Auto, oil sectors worried as clean fuel deadline looms large

The timing could not have been more paradoxical. As India gears up for the
Copenhagen climate summit beginning Monday, its automobile and oil sectors
are getting ready to face an explosive situation on the clean fuel deadline
that comes into effect from April 1, 2010. This date will see 14 cities
graduate to Bharat Stage IV emission norms (from the present BS III) while
the rest of the country transits to BS III from BS II levels. Simply put, it
means that cars, utility-vehicles and trucks in the top rung cities will,
from April 1, be supplied cleaner BS IV petrol and diesel while other
vehicles will get a leg up with BS III fuel.

The only hitch is that there is practically no hope of BS III auto fuel
being available across the country because the time is just too short for
oil companies to have a supply network in place. This calls for more rail
wagons, space at ports, upgrading refineries etc. The deadline, sources say,
should ideally be put off to October 1, 2010 except that the Centre will
need to seek approval of the Supreme Court.

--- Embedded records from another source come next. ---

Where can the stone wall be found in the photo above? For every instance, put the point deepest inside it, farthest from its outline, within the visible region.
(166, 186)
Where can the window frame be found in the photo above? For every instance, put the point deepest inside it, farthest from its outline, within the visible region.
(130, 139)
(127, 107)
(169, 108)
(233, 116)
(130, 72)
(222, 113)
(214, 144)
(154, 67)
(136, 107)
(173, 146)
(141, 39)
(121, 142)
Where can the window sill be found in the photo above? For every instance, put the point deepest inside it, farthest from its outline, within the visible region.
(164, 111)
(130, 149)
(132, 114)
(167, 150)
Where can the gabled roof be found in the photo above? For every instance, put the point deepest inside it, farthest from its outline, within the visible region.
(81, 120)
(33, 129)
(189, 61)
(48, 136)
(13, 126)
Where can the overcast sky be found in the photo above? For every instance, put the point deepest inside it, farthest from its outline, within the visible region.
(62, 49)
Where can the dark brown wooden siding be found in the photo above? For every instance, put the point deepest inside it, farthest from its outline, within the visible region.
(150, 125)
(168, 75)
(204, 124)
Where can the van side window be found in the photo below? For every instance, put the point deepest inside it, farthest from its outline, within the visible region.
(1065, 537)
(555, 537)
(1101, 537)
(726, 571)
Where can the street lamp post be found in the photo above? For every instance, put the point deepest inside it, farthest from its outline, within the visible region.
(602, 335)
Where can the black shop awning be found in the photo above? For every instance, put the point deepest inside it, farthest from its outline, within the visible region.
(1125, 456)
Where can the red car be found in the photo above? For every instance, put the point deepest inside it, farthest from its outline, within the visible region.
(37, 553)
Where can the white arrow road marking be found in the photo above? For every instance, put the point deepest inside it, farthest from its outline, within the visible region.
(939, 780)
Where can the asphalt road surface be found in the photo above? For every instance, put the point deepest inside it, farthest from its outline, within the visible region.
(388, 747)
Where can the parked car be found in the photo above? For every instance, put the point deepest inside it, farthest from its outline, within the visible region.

Auto industry view :: From the automobile industry's point of view, this
situation would be nothing short of a nightmare. "It would be impossible for
us to operate in an environment where BS IV and BS II fuels were to
co-exist," officials said.In the present scenario, BS III-compliant vehicles
can still be supplied BS II fuel without any fear of damage to equipment.
However, the same cannot be said for a BS IV car driving into BS II
territory and using fuel there. "The equipment will just not be able to
handle inferior fuel which will have higher sulphur content," they added.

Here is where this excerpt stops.